Nieco historii
Dom Pomocy Społecznej im. św. Brata Alberta w Kielcach ma bogatą historię - został założony przez siostry albertynki w 1920 r. Początkowo był zlokalizowany w budynku, w którym w latach przedwojennych mieściło się kasyno oficerskie. Formalnie jako Dom Pomocy Społecznej przy ul. Żeromskiego zaczął funkcjonować od 12 stycznia 1948 r., kiedy to kierownikiem Domu została s. Kaliksta ze Zgromadzenia Sióstr Albertynek. W roku następnym Dom został przejęty przez Zarząd Miejski w Kielcach, a na kierownika powołano osobę świecką. Tę funkcję pełnili kolejno: Bolesława Godzwon, Ambroży Łagan, Józefa Glęgorska, Stanisław Błaszkiewicz, Benedykt Mróz, obecnie - Elżbieta Szczepaniak. W 1983 r. przejęto sąsiadujący budynek przy ulicy Żeromskiego 6, w którym mieścił się Dom Małego Dziecka i przystąpiono do generalnego remontu (nastąpiła całkowita przebudowa wnętrz, dostosowana do potrzeb pensjonariuszy, wykonano podpiwniczenie, zainstalowano windę osobową). W styczniu 1991 r. wprowadzili się mieszkańcy.
1 października 1991 r. bp Stanisław Szymecki poświęcił Kaplicę Zakładową Domu Pomocy Społecznej, odsłonięto także tablicę pamiątkową ku czci św. Brata Alberta. 30 listopada 2011 r. odbyło się uroczyste pożegnanie sióstr albertynek po 63 latach posługi.
Wigilia 2011 była wyjątkowa
Wszystkie panie zasiadły do wieczerzy, a wcześniej w blasku choinki, połamały się opłatkiem z bp.
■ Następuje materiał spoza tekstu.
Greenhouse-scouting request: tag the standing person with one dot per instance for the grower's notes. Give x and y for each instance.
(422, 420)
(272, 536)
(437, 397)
Kazimierzem Gurdą, wiceprezydentem Czesławem Gruszewskim, przewodniczącym Rady Miasta Tomaszem Boguckim, dyrektorem DPS im. Jana Pawła II Piotrem Piwowarczykiem i innymi znamienitymi gośćmi. Każdy dostał do rąk śpiewnik przygotowany przez instruktorki DPS i przez półtorej godziny odbywało się radosne kolędowanie. Wspólna wieczerza i rodzinne śpiewanie kolęd, wydarzenia, którymi długo żyje się we wspomnieniach, to dobry start w Nowy Rok - tak uważa personel domu. - Stworzenie odpowiedniej atmosfery i poczucia bezpieczeństwa jest niezbędne i muszą to być działania podejmowane przez cały personel, który najpierw we własnym gronie musi zadbać o odpowiednie relacje - uważa Elżbieta Szczepaniak.
A na co dzień
Pensjonariuszki uczestniczą w szerokiej propozycji zajęć terapii zajęciowej, odbywają rehabilitację, pracują i dokształcają się przy komputerach. W kronice Domu pojawiają się migawki m.in. z wieczorów wspomnień o Janie Pawle II i jego twórczości, wyjazdów - na wycieczki np. do Kurozwęk, Słupi Pacanowskiej - z przedstawieniem kukiełkowym „Czerwony Kapturek”; z Mszą św. w dniu patrona celebrowaną przez bp. Kazimierza Gurdę, wieczorkami tanecznymi czy odwiedzaniem grobów bliskich.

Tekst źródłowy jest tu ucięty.